Opinion

THANKS, BARACK

SEN. Barack Obama performed an immense service on Wednesday by delivering a speech on terrorism in which he basically promised that, as president, he would invade Pakistan.

Now, the substance of the speech is highly questionable: This country is never going to insert military forces to conduct a major campaign against al Qaeda inside Pakistan without the permission of that country’s government. It won’t happen if Obama becomes president – nor if Hillary Clinton or Rudy Giuliani or Frosty the Snowman wins the job.

The other sections of the speech featured earnest promises that Obama would do many things to fight terror – mostly things that this country is already doing and has done for the past five years.

Questionable or not, though, the speech was something, and that’s something.

If you were listening closely, you heard a gigantic sigh of relief rising from the chattering classes – those of us who are paid to spend our days interpreting and analyzing the presidential contest: Finally, here’s something real to discuss – not a well-prepared or poorly handled debate answer, not a memo by a campaign manager discussing fundraising prowess, not a staff shakeup. We sunk our teeth into Obama’s speech like Neanderthals suddenly transported before a serving for two of Peter Luger’s porterhouse.

By delivering the first major foreign-policy address by a leading contender for the ’08 presidential campaign on either the Republican or Democratic side, Obama for the first time laid honest claim to being a force for change in U.S. politics.

(John McCain has given several important addresses about the new military strategy in Iraq on the floor of the Senate, but those were not campaign speeches per se. And Joe Biden has said interesting things, but I’ll be president before he will.)

This presidential campaign has been going on for eight months now. It’s the earliest, most active and most hotly contested campaign in this country’s history. There’s never been anything like it – and it will either redefine what running for president means in the future or it will stand as a fascinating aberration.

It’s also been a campaign notable for its lack of substance. People love to blame the media for focusing on trivialities instead of deeply serious issues, but for most of the past year all anyone’s been given to talk about has been trivialities.

The campaigns themselves are far more focused on the nuts and bolts of politics. They are the driving force behind all the articles about who has money in the bank and how much they have and how many donors they have and where they all are.

The campaigns talk strategy, not policy. They discuss organizational strength in Iowa or the national polls or the big Feb. 5 primary – whichever is their card to play.

Even on health care – a matter that is central to the Democratic Party’s effort to retake the White House – campaigns have offered detailed plans that have a prefabricated, pull-down-off-the-shelf quality about them.
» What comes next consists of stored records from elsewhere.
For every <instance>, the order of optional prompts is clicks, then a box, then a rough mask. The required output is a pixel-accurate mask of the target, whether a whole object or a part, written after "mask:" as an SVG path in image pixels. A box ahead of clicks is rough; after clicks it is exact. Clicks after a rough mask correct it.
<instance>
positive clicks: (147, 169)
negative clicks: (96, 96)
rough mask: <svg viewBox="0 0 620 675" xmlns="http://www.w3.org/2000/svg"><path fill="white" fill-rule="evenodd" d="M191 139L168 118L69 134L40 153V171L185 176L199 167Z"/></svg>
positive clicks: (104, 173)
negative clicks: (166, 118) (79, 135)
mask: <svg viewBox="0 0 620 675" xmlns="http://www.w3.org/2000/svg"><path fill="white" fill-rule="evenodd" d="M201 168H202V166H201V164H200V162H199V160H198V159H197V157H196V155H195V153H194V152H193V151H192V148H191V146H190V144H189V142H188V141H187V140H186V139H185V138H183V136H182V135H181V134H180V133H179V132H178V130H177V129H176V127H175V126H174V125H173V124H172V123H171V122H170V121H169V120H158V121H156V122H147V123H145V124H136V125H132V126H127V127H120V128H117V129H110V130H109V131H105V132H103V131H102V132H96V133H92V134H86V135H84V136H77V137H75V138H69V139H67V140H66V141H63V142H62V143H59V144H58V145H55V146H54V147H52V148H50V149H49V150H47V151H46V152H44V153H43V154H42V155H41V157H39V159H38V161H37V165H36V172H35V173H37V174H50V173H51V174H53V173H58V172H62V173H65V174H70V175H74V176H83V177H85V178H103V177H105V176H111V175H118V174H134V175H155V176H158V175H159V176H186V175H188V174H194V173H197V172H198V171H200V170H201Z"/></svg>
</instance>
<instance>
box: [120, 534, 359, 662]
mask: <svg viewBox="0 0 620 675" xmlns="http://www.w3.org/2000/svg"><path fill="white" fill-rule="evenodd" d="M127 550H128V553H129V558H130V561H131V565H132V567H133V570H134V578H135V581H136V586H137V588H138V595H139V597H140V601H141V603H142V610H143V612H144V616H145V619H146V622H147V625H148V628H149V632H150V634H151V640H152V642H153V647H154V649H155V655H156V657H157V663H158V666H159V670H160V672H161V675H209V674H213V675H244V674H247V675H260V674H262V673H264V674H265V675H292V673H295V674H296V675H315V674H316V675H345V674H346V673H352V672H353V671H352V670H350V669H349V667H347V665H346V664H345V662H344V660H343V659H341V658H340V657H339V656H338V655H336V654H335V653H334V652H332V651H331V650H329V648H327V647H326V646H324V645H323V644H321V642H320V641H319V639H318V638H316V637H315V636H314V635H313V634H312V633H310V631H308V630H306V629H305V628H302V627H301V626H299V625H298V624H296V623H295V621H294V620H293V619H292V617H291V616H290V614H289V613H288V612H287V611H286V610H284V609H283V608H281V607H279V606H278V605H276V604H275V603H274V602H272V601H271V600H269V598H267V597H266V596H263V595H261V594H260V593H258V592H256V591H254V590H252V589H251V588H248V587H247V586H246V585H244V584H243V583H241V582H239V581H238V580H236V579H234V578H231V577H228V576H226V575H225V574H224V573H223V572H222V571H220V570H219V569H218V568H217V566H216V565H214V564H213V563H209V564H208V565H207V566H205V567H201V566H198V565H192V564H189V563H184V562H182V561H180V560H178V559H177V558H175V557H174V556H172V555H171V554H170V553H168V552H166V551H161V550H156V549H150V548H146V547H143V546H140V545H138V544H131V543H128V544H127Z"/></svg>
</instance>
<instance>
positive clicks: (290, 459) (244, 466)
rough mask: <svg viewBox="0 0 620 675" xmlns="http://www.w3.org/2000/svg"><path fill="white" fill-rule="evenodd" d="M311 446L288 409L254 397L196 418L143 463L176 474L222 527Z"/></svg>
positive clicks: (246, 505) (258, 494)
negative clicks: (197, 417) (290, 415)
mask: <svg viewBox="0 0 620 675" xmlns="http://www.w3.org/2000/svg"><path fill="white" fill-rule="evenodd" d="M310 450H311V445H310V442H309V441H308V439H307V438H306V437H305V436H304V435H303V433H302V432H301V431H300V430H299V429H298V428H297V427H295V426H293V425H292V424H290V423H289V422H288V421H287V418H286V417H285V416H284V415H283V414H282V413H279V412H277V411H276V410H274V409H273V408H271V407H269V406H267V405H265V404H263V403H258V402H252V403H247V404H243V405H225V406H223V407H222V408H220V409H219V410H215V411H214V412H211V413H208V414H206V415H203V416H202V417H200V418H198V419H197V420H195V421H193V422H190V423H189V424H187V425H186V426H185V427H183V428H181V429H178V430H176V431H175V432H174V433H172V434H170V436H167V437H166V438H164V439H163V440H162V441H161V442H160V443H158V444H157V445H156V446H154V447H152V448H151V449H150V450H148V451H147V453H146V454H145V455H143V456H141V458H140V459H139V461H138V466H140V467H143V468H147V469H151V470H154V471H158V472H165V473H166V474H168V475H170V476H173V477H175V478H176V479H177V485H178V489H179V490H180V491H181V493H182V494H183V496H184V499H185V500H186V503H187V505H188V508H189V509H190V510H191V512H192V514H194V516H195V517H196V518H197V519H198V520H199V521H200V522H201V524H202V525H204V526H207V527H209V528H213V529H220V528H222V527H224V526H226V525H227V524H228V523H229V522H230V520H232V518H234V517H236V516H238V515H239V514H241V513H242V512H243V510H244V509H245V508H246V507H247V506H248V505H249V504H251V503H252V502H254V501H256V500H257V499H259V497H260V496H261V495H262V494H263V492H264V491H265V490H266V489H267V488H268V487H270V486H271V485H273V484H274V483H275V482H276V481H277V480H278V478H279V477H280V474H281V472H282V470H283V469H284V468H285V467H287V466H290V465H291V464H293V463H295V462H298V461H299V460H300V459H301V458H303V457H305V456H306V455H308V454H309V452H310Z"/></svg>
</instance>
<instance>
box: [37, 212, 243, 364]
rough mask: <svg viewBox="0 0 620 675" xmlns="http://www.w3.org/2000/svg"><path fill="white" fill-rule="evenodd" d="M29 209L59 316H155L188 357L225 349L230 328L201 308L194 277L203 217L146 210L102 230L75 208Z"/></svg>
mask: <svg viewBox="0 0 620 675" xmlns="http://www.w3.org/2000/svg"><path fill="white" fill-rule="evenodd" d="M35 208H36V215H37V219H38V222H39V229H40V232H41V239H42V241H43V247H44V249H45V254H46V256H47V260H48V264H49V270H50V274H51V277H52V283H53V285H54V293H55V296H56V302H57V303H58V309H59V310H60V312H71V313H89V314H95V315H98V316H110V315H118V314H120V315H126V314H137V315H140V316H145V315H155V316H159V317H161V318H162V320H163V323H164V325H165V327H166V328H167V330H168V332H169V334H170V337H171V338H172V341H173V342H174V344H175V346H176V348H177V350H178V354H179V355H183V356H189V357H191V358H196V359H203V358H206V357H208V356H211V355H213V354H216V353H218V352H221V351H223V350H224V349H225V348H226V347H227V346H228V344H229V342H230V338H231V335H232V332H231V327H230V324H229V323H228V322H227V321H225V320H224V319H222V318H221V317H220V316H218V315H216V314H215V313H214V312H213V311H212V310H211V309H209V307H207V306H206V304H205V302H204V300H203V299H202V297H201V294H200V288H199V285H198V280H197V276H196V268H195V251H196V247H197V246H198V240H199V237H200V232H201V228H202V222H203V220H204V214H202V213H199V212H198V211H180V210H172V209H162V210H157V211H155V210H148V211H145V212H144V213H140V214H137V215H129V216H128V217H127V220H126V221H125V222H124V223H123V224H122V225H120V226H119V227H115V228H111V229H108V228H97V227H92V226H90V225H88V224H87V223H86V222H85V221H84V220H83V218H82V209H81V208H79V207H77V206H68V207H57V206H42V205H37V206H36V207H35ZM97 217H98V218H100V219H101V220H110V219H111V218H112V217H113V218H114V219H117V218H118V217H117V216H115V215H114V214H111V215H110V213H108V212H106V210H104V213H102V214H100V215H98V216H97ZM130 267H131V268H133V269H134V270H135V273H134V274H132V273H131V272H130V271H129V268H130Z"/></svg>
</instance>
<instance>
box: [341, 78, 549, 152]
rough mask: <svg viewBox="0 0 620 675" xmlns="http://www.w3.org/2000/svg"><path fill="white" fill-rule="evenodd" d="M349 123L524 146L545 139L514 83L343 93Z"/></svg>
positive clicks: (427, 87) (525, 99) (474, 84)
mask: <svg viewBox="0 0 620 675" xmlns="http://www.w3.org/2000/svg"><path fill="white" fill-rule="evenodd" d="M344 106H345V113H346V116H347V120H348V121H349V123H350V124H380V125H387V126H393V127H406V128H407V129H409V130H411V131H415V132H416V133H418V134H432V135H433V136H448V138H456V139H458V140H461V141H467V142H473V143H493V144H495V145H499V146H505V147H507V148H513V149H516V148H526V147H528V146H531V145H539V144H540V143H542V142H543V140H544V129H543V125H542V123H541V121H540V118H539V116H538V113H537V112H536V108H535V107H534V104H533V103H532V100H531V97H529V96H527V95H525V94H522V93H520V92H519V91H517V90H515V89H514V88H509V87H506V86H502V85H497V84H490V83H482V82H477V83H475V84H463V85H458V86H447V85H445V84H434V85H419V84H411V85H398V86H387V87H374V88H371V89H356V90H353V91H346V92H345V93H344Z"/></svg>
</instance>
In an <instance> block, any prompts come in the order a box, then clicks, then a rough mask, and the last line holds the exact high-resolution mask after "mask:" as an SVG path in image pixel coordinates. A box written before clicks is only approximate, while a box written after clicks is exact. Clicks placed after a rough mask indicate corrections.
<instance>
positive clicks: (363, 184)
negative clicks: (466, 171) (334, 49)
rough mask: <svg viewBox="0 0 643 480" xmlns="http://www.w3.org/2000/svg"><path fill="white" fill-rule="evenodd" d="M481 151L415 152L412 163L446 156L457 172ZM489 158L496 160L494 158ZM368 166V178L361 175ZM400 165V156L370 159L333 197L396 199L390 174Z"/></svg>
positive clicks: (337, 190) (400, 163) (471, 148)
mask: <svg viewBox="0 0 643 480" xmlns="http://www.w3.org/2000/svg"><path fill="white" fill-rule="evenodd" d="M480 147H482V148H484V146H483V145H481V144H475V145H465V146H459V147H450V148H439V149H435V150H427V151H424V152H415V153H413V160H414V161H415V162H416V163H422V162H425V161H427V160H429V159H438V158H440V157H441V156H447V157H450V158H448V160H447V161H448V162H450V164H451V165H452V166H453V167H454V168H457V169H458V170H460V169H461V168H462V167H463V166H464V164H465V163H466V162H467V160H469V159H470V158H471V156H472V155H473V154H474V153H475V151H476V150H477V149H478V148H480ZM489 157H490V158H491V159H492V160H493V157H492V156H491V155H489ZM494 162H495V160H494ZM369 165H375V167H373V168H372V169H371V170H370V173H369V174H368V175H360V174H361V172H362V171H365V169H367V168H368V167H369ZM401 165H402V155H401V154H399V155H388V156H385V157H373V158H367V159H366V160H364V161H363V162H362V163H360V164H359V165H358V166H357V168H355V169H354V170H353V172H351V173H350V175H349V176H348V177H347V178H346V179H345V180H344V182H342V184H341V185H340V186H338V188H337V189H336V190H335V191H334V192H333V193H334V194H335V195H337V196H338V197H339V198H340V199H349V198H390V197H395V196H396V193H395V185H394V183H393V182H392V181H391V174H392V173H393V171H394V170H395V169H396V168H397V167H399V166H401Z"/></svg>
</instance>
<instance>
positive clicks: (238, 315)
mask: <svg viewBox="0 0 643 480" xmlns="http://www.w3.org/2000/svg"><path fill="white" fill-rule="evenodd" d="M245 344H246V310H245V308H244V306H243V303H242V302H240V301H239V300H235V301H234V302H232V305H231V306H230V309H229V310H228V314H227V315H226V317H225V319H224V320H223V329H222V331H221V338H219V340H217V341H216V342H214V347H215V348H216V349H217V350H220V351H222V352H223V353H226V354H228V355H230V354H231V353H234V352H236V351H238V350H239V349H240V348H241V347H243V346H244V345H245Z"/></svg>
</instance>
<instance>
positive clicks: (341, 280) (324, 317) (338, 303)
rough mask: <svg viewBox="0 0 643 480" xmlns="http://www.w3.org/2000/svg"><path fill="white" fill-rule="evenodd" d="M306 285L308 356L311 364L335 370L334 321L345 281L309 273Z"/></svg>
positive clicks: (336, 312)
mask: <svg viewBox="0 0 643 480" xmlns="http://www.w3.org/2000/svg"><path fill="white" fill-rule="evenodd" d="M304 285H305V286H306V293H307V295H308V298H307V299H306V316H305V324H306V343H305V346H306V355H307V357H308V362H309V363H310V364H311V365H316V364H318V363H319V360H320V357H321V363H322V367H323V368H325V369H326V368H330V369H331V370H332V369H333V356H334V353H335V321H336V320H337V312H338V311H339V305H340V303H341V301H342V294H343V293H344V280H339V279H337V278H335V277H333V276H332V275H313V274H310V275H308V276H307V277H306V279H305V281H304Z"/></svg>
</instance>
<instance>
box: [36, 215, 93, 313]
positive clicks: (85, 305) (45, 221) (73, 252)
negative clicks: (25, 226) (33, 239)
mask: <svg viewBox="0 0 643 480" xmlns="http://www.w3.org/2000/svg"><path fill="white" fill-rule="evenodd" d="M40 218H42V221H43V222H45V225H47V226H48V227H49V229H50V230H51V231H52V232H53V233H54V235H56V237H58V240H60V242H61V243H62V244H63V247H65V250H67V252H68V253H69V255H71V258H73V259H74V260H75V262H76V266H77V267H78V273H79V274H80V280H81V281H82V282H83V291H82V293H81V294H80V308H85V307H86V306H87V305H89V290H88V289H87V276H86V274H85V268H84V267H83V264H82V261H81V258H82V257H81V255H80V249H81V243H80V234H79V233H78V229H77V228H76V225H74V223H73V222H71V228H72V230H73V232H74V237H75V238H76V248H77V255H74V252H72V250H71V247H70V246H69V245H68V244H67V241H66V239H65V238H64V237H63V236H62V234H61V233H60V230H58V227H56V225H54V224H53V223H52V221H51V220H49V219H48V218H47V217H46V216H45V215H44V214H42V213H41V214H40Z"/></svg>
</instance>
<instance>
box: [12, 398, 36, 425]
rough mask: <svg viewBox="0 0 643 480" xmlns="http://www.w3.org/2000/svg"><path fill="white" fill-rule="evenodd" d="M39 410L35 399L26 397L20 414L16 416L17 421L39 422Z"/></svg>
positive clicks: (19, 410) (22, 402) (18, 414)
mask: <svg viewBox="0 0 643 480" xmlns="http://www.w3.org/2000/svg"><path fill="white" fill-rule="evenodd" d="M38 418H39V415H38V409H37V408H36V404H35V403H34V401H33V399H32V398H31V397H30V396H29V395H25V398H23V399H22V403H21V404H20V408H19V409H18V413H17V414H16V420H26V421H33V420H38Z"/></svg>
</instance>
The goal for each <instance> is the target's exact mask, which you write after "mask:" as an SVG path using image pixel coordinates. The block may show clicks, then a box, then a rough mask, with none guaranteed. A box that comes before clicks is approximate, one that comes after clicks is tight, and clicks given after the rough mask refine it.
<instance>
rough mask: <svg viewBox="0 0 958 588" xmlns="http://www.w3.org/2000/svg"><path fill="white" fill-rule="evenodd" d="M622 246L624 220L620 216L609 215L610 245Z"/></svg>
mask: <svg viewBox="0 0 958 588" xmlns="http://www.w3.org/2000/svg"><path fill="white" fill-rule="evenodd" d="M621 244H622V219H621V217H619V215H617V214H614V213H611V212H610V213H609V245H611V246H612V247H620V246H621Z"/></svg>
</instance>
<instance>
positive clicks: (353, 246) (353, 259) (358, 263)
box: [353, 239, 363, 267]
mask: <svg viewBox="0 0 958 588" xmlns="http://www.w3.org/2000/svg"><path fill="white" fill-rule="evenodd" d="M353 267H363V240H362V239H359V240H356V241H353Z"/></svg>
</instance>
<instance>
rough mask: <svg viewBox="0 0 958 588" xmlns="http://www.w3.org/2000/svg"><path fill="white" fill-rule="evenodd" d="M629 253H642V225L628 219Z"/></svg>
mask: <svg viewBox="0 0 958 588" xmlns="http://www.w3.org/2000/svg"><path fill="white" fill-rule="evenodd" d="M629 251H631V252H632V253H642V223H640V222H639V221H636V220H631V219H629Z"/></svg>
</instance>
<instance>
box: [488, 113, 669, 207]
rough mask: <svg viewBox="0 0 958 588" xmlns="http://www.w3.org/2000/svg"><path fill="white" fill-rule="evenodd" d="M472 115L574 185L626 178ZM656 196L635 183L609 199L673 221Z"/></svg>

By far the most hilarious line of the race so far was John Edwards raging that attention was being paid to his expensive haircuts because insurance companies don’t want people to know about his health-care plan. In fact, it’s been praised to the skies by the liberal commentariat – but Edwards himself hasn’t said a single memorable thing about his plan.

Instead, we’re told Edwards deserves attention because he is doing well in the polls in Iowa and Nevada.

Obama made his speech because he made a mistake in the YouTube debate last week – agreeing to meet unconditionally with the dictators of North Korea, Iran, Cuba and Venezuela. Despite efforts by some apologists to claim that this was a smart thing for Obama to say, clearly he and his people decided it wasn’t smart at all – and that he had to talk tough about something to make himself appear to be a credible national leader.

That is why the YouTube debate was such a triumph and why it will be good for Republicans to field the same sorts of questions. At the very least, unconventional questions cause candidates to respond in uncharacteristic ways, which can have a bracing effect on the political discussion.

One of seven people – Obama, Clinton, Edwards, Giuliani, McCain, Fred Thompson or Mitt Romney – will be president in 15 months. It is past time for them to start talking at length in a sustained way about pressing issues.